Taxes and shares: Making sure crypto founders do not flounder 

Cathy Wears

by Jaspal Pachu (Partner), and Cathy Wears (Of Counsel) at CMS

Founders could be forgiven for neglecting their share capital when a company is run from a spare bedroom and when turning a profit, let alone the idea of a company sale, is still a pipe dream.

The specifics of ownership are often forgotten in a flurry of administrative activities on company formation. An original founder may have taken a back-seat in the operation of the company, or an employee who was instrumental in launching the company may not have received equity at formation.

Fast forward a few years into the territory of investment rounds and potential exits, and who owns what becomes very important indeed.

Tax considerations

Founders (and key employees) are typically company directors (executives or NEDs) and are generally treated as employees of the company for tax purposes (even if they are not in fact employees).

Jaspal Pachu

Any shares they hold or acquire are therefore deemed to be ‘employment related securities’ (ERS) for tax purposes and their acquisition or disposal may be subject to income tax and potentially employer and employee NICs. For example, income tax may (amongst other circumstances) become payable (possibly under PAYE) if:

  • shares are transferred to (or between) founders or other employees for less than market value; 
  • there is a disposal (or lifting of restrictions) where shares are restricted (for example have good or bad leaver provisions) and founders/employees fail to make the appropriate election and/or pay ‘unrestricted’ market value at acquisition; or
  • shares held by founders or employees indirectly receive value. For example, where a founder shareholder is no longer involved in the running of the business and agrees to forfeit their shares in order to increase the value of the remaining founders’ and employees’ shares.

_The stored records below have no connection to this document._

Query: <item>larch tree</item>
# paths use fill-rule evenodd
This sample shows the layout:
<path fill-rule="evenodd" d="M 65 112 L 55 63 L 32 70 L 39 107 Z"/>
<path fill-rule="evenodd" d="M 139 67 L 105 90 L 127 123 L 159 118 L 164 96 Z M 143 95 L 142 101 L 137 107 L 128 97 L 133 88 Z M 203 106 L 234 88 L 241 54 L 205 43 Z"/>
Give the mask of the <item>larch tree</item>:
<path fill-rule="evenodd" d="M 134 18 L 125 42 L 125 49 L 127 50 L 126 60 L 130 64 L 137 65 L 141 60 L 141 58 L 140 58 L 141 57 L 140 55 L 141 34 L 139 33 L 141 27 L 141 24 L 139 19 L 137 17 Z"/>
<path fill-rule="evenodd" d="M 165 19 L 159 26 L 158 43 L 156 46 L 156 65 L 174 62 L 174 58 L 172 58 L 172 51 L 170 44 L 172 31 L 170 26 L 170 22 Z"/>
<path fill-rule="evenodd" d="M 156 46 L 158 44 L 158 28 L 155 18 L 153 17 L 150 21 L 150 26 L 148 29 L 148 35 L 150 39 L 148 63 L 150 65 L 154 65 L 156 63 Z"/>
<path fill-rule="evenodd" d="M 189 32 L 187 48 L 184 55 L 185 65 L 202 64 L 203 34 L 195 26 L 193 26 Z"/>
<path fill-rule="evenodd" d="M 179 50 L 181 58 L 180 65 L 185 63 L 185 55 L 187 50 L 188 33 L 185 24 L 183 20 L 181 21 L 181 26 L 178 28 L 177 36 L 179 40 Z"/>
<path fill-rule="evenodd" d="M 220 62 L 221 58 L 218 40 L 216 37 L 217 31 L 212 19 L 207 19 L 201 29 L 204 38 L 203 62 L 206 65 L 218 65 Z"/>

This rule also applies to both future and past employment and even where shares are made available to a person by virtue of another person’s employment. There is a potential dispensation for certain share transfers between family members where these are not considered to be employment related. 

As time goes on and the company increases in value, the magnitude of the potential tax problem increases; it is therefore crucial to get the shareholdings correct as early as possible, when the value is low.

Valuation is key. The tax implications of moving around shares of little value are relatively minor, all that is generally required is a few filings at Companies House.

The difficulty is demonstrating and evidencing the value of the shares at the time of the transfer. It can be hard to argue to a potential buyer of a multi-million-pound business that the shares were once worth pennies and so there is no historic tax to consider. 

Efficient alternatives 

A founder share rebalance may be a good opportunity to increase the company’s option pool for employees.

Transferring excess founder shares into a ‘warehouse’ such as an employee benefit trust would not further dilute investors, and the company can then use these shares to incentivise employees through options or other equity awards.

Structured correctly, equity-based awards may be more tax favourable than cash bonuses to employees in the UK or overseas.

EMI options 

For UK employees, provided the company qualifies, ‘enterprise management incentives’ options may be a good vehicle to help not only to get your founder shareholdings correct, but also incentivise the workforce or other founders.

EMI options provide certainty from a valuation perspective as HMRC will agree the tax value of the underlying shares in these circumstances (which they would not otherwise). An added bonus is that EMI options can even reduce employees’ tax liability on eventual disposal of the option shares from 20% to 10%.